Doctor With a Mammogram

 

Breast cancer is, like all cancers, something that should be caught as early as possible, and testing has proven to be a very good thing.

Although the rate of breast cancer rose throughout the 90s, the amount of death it caused over that time actually went slightly down, which some experts believe is due to increased adoption of testing procedures like the mammography.

(On an unrelated but interesting note, the amount of breast cancer went down for the first time in the early 2000s, which may be due to less use of hormone replacement therapy.)

Testing saves lives.  Getting routinely tested for breast cancer could lower the risk of dying from it around 30% in women older than 50, and around 20% in women 40-50.  But how often and at what ages should mammograms be done?

The tests, after all, are pretty non-specific.  A significant majority of mammograms that require further testing via biopsy are false-positives, which has significant economic and personal impact.  Imagine being told you might have cancer.  It’s very scary.

That said, breast cancer testing is a far cry from situations like that with prostate cancer.  The initial tests for prostate cancer are 10-15% positive in healthy people, require multiple biopsies, and perhaps lead to a over-diagnosis rate possibly higher than 50%.

The three main tests for detecting breast cancer are: mammography, MRI, and sonography.  There is a lot of debate over which methods to use and when, and each method has its own variations and methods.  This article looks only at digital versus film-screen mammography.

Digital mammography is an emerging and increasingly popular method of mammography, versus the film-screen mammography that, logically enough, uses film.  Importantly, the digital tests are at least as effective as the film version, but may be better at detecting abnormalities in pre-menopausal women.  This is because the digital method allows greater manipulation for contrast and brightness and can detect cancers in women with denser breasts.  And younger women have denser breasts.

Additionally, digital mammography may be superior at detecting cancer early on in women who are BRCA mutants and at very high risk.  Someone with a BRCA1/2 mutation, for instance, may have a lifetime risk of 21-65% of breast cancer, most happening before age 40.  Detecting cancer in those women is so a very high priority.

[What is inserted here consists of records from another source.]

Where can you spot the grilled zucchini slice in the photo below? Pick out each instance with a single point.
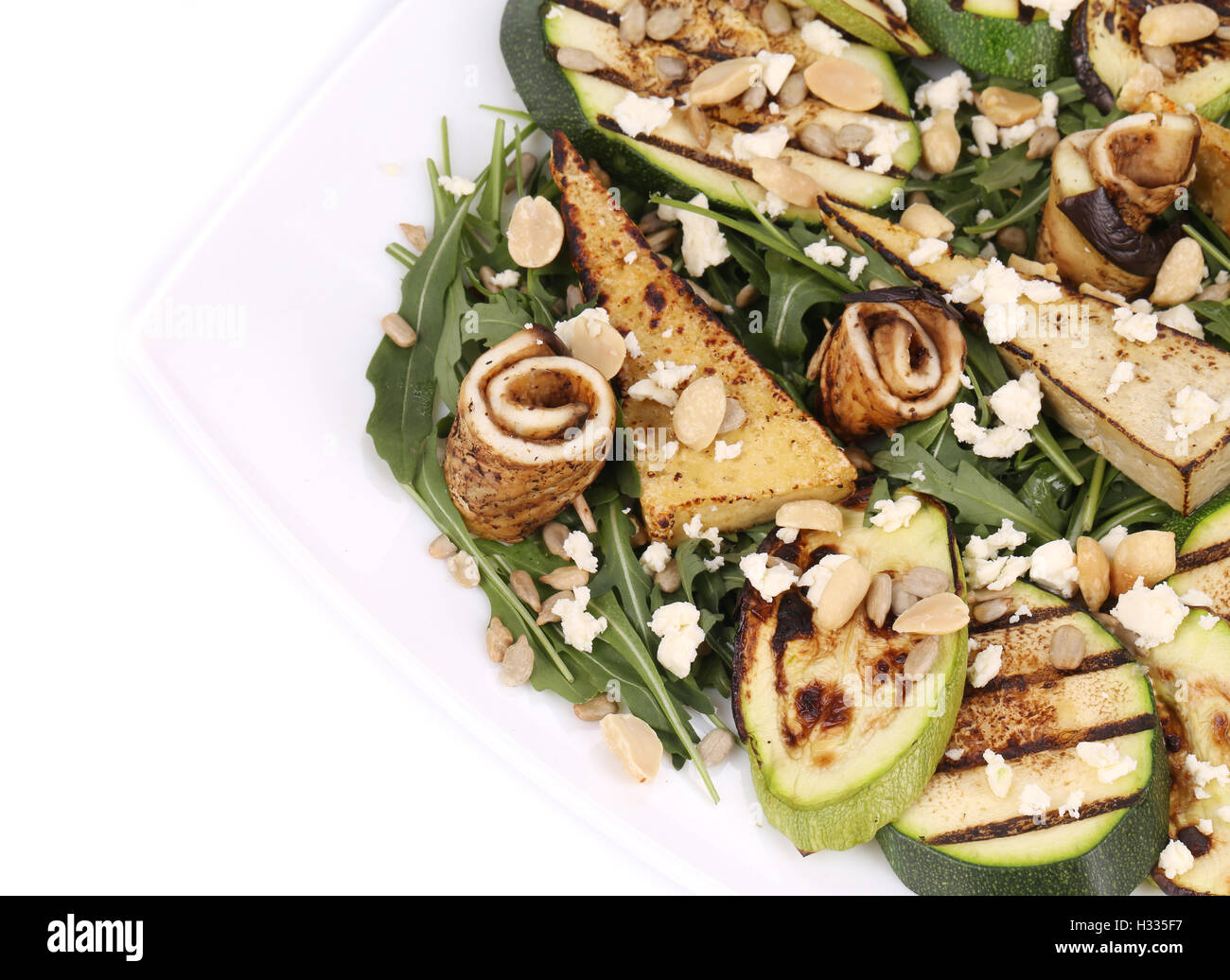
(840, 743)
(959, 837)
(671, 159)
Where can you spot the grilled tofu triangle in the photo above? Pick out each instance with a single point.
(785, 453)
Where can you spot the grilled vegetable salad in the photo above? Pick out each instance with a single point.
(844, 386)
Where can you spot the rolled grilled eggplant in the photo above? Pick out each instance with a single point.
(1107, 188)
(532, 430)
(894, 357)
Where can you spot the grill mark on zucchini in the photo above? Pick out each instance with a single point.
(1025, 824)
(1053, 743)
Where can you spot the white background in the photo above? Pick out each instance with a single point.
(179, 710)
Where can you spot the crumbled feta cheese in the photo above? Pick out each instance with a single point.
(639, 114)
(1154, 615)
(696, 530)
(459, 187)
(704, 242)
(1034, 802)
(769, 581)
(816, 579)
(1071, 806)
(1058, 11)
(769, 143)
(999, 774)
(677, 626)
(892, 516)
(1134, 326)
(1053, 567)
(578, 548)
(927, 250)
(945, 94)
(1192, 411)
(774, 70)
(1112, 540)
(1184, 320)
(656, 557)
(1123, 373)
(647, 390)
(987, 665)
(1019, 402)
(823, 254)
(819, 37)
(985, 134)
(1202, 774)
(590, 321)
(671, 376)
(1098, 754)
(1176, 860)
(579, 627)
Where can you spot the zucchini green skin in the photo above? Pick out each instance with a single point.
(839, 825)
(553, 102)
(1119, 862)
(995, 45)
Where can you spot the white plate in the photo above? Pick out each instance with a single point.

Finally, digital mammography may use less radiation, and provide digital results that don’t take up space, can be read by multiple experts at the same time, and all the benefits of having something be digital versus a physical copy.

That said, digital testing is more expensive and requires more training.  Some technicians may prefer being able to hold results and inspect them by hand.  Other limitations of digital screening include the large file sizes – which may be an issue on less than ideal computers.

Also, there is the theoretical possibility that a certain type of abnormality in breast tissue, that of calcifications – where growing cells leave traces of calcium – might be not seeable on digital screens.  This could happen if the abnormality is smaller than a pixel and so missed.

A major study, the Digital Mammographic Image Screening Trial (DMIST), looked at about 50,000 women who used either digital or screening mammography.  It found no difference in terms of diagnostic accuracy, but that digital were better at finding cancer in younger women.  That said, however, there was no difference between the two groups in terms of size or stage of breast cancer when it was detected.

Ultimately, the most important factor may continue to be the expertise of the person reading the test results.